It’s FY 2013 appropriations season, and bulk access to THOMAS made an appearance in H.Rpt. 112-511 (under the Government Printing Office). The report asks a series of questions about the virtues of XML, and relegates open access to “a task force composed of staff representatives of the Library of Congress, the Congressional Research Service, the Clerk of the House, the Government Printing Office, and such other congressional offices as may be necessary, to examine these and any additional issues it considers relevant and to report back to the Committee on Appropriations of the House and Senate.” As a Washingtonian, and as a Methodist, even I think that sounds like a lot of committee-ing.
The report’s primary concern is authentication of official government data, certainly a valid concern. Although the suggestion that PDF is the only securable format is absurd, having good data is important. However, the series of questions on the virtues of XML are not all about authentication:
- Which Legislative Branch agency would be the provider of bulk data downloads of legislative information in XML, and how would this service be authorized? [Somewhat security related, but also logistical.]
- How would `House’ information be differentiated from `Senate’ information for the purposes of bulk data downloads in XML? [Both chambers live together on THOMAS as it is; again, logistical.]
- What would be the impact of bulk downloads of legislative data in XML on the timeliness and authoritativeness of congressional information? [Excellent question.]
- What would be the estimated timeline for the development of a system of authentication for bulk data downloads of legislative information in XML? [Logistical.]
- What are the projected budgetary impacts of system development and implementation, including potential costs for support that may be required by third party users of legislative bulk data sets in XML, as well as any indirect costs, such as potential requirements for Congress to confirm or invalidate third party analyses of legislative data based on bulk downloads in XML? [Plenty of projects are already scraping information from THOMAS. By virtue that this information is on the Internet, the ability to say 'no, you can't have that' is gone.]

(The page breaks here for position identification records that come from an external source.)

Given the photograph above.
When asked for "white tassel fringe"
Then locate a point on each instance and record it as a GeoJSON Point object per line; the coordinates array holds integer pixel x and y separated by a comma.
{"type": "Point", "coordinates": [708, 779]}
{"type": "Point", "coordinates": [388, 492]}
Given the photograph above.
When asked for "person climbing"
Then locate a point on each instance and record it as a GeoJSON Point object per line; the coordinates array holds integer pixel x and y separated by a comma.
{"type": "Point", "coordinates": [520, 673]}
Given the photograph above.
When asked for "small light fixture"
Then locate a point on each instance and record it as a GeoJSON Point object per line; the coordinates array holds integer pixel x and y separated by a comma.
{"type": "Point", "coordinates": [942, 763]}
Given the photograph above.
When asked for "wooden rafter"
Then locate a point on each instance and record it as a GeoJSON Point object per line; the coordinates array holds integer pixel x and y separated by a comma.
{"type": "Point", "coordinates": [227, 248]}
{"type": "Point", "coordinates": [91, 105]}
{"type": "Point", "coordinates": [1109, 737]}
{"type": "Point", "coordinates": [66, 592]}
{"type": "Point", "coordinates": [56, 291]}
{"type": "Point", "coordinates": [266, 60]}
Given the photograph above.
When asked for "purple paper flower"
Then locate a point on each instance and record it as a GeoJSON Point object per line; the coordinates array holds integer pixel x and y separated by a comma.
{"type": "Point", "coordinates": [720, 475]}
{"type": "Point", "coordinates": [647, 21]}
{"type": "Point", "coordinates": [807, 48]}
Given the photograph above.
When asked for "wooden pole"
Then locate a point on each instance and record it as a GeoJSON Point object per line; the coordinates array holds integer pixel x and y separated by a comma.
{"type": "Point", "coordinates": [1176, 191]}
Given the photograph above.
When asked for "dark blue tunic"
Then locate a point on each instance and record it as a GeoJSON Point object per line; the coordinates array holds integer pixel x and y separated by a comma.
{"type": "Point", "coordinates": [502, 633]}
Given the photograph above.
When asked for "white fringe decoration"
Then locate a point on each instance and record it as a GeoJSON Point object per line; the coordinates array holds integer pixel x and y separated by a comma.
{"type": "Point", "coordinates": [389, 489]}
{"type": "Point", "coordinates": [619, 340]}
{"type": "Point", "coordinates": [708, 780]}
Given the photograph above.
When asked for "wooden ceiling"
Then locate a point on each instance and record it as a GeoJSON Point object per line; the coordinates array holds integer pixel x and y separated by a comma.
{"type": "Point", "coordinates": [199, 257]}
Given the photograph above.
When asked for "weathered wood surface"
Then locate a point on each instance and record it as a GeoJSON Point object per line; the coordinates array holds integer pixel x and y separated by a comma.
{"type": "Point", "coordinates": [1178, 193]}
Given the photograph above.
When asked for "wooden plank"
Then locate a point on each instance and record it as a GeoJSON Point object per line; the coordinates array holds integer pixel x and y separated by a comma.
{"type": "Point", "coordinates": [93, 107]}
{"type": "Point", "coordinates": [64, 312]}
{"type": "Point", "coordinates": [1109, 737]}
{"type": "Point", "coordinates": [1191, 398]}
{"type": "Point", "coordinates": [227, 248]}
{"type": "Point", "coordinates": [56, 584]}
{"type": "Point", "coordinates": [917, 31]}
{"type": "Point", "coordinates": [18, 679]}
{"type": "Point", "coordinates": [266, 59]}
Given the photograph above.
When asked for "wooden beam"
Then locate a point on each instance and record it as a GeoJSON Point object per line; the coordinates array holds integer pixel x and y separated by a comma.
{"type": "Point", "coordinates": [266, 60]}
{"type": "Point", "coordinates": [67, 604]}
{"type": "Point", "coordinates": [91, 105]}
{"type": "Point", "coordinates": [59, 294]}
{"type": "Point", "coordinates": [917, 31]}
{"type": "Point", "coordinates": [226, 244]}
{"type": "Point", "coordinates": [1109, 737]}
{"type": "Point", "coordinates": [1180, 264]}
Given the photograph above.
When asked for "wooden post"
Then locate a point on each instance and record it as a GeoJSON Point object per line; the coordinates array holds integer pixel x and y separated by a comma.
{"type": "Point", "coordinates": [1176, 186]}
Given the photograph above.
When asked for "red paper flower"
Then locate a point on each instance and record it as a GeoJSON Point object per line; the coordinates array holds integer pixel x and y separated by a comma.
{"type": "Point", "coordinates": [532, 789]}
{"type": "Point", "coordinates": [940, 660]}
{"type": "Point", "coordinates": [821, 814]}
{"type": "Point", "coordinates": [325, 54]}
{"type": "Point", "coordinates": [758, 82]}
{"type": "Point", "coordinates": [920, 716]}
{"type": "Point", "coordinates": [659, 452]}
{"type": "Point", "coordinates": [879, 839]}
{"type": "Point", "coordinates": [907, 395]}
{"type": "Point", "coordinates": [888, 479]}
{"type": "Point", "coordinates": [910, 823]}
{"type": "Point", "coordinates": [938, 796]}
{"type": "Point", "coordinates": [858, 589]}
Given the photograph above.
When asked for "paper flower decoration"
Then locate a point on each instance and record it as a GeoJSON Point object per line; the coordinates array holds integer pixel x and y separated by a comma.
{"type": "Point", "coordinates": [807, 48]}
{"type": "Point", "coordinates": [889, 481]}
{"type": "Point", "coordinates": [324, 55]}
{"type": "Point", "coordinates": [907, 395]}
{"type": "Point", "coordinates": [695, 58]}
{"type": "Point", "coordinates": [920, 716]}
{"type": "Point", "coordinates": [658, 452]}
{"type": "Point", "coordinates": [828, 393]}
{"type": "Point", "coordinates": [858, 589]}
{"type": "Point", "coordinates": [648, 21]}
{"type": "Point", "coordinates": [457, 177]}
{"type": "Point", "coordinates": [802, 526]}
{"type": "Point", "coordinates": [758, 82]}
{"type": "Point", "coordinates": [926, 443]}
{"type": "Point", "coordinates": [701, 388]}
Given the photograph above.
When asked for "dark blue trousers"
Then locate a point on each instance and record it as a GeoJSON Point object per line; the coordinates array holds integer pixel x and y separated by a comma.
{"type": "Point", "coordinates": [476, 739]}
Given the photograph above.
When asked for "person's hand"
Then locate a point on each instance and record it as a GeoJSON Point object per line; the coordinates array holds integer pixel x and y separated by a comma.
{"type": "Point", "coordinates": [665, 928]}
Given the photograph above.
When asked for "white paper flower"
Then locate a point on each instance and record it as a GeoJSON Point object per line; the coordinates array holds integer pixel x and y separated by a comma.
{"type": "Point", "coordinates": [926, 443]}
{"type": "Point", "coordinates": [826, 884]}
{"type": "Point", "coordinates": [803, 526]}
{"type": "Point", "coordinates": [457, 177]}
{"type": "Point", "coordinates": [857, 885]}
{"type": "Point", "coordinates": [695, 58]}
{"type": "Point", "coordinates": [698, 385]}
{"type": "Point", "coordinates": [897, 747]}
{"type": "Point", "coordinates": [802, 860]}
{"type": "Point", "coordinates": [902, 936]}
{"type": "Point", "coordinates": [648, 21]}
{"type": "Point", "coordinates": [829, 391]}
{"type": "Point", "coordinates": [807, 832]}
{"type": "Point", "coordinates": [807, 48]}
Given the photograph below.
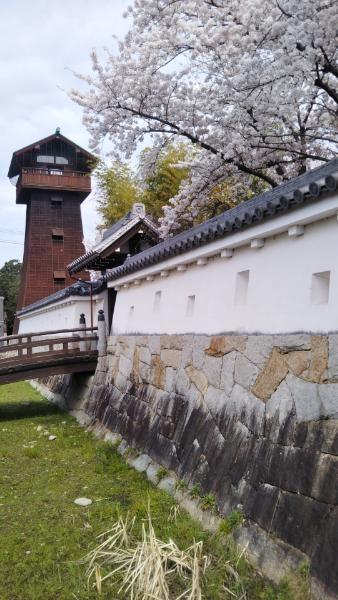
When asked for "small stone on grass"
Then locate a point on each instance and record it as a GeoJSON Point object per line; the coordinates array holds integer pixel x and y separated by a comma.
{"type": "Point", "coordinates": [83, 501]}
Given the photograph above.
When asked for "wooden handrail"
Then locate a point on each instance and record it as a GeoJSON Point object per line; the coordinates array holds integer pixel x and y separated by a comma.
{"type": "Point", "coordinates": [49, 171]}
{"type": "Point", "coordinates": [54, 331]}
{"type": "Point", "coordinates": [48, 342]}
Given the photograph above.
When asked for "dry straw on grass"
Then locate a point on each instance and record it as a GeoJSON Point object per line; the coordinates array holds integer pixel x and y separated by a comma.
{"type": "Point", "coordinates": [148, 566]}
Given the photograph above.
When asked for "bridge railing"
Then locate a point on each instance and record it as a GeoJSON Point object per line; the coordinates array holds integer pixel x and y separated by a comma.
{"type": "Point", "coordinates": [26, 347]}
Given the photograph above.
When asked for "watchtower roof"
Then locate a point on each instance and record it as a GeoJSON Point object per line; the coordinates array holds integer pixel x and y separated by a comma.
{"type": "Point", "coordinates": [55, 143]}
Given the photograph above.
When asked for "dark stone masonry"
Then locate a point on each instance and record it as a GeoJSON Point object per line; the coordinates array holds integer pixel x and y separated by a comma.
{"type": "Point", "coordinates": [253, 419]}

- Are there other data models or alternative[s] that can enhance congressional openness and transparency without relying on bulk data downloads in XML?[Smart people are saying smart things about this very topic, worth looking into.]
- [How many roads must a man walk down before they call him a man?]

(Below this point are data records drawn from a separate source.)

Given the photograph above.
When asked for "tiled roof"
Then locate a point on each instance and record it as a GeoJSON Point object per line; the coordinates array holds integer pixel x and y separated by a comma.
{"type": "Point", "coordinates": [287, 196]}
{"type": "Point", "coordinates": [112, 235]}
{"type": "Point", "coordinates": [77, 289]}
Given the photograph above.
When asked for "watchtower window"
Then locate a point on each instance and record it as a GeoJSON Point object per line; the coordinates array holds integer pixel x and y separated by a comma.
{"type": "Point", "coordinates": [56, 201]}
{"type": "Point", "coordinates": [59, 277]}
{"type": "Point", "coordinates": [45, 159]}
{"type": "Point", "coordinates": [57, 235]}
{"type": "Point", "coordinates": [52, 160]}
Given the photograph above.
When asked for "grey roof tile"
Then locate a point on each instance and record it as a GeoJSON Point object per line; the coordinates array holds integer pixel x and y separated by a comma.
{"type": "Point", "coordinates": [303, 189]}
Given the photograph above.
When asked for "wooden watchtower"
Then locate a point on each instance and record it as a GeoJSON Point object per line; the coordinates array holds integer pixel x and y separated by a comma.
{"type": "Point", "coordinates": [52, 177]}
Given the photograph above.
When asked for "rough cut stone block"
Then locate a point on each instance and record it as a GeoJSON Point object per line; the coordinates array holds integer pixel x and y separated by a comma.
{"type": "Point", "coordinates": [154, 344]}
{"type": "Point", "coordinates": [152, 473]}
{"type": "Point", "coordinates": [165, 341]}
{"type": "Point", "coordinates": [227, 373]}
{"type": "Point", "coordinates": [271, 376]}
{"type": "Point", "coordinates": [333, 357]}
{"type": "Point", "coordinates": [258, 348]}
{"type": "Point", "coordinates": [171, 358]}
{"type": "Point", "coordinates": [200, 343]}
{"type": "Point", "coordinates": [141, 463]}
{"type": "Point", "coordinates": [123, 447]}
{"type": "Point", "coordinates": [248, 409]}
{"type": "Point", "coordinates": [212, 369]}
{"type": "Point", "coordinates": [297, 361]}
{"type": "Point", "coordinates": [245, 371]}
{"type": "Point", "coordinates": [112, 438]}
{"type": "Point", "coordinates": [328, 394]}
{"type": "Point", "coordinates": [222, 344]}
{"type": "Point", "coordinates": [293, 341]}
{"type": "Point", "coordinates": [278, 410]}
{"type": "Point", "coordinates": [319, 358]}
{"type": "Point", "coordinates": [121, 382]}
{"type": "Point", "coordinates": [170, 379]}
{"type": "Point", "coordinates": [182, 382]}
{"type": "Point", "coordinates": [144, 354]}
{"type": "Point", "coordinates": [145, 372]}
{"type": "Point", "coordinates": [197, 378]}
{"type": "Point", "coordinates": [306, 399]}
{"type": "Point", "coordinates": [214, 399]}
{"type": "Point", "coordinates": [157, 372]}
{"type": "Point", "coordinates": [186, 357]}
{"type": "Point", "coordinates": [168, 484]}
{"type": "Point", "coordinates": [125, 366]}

- [How many seas must the white dove sail before she can sleep in the sand?]
In these questions, I sense some apprehension. Indeed, open access to legislative data is a new thing for Congress. But, when one is unsure of how to handle a new legislative situation, one looks back at original intent to find the spirit of the law.
THOMAS was created in the 104th Congress by H.R.2492, which became P.L. 104-53, the Legislative Branch Appropriations for 1996. The 104th defined “legislative information” as ” information, prepared within the legislative branch, consisting of the text of publicly available bills, amendments, committee hearings, and committee reports, the text of the Congressional Record, data relating to bill status, data relating to legislative activity, and other similar public information that is directly related to the legislative process.” The Library of Congress was charged with “reduc[ing] the cost of information support for the Congress by eliminating duplication among systems which provide electronic access by Congress to legislative information,” and “examin[ing] issues regarding efficient ways to make this information available to the public.”

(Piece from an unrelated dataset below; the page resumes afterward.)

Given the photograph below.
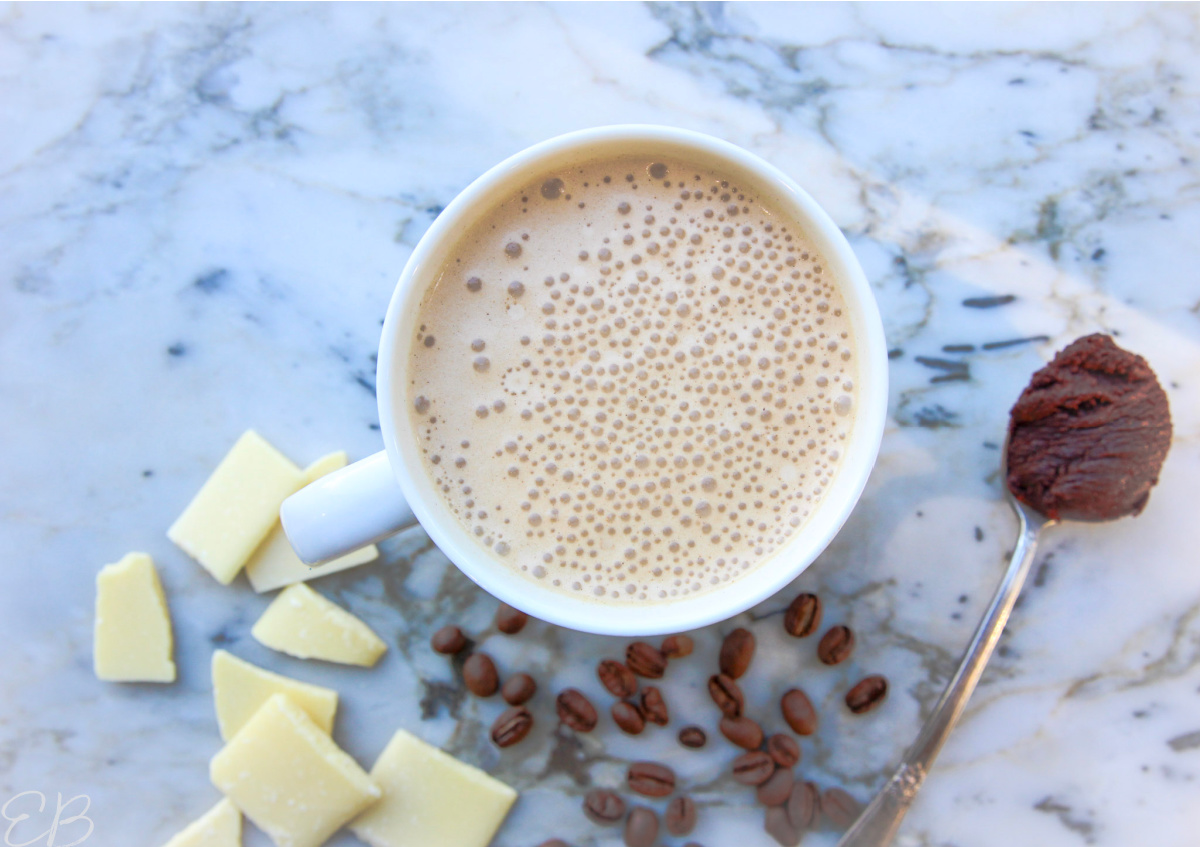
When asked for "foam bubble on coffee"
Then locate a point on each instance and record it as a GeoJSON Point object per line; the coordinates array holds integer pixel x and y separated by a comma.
{"type": "Point", "coordinates": [634, 379]}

People were excited. Senator Warner even stood to publicly refute a WaPo article saying that Congress was against being open on the Internet. Once THOMAS was approved, it was built in mere weeks, and debuted on January 5, 1995 (looking like this).
It’s no stretch that the words “data,” “efficient,” and “available to the public” mean something different today than in 1995. The entire character of the Internet has changed in the last 17 years. What has not changed, however, is the desirability of eliminating redundancy, and making information efficiently accessible. That’s a worthy goal*. To that end:
Whereas elected legislators are creating legislation of, by and for the people;
Whereas legislators require the most timely and effective access to past legislation, reports, debates and hearings in order to best represent their constituents, and serve the American people;
Whereas democratically governed people, in the United States and around the world, must have access to their laws;
Whereas the nature of access and efficiency have changed since THOMAS began;
Whereas the legislative information in question is already being used by third parties in order to strengthen democracy through interaction with government: Now, therefore, let us
Resolve, That open access to legislative data is a continuation of the spirit of THOMAS to support Congress with efficient, cost effective access to legislative information, and to educate the public about the legislative process, and the laws that effect their lives.

“Is bill writing super fun, or what!?”
*Here is a good place to mention that these are my views as a librarian, budding coder, and regular old citizen, and are not in any way tied to my employer. Official views on legislative data can be found on THOMAS–and isn’t that the point of all this?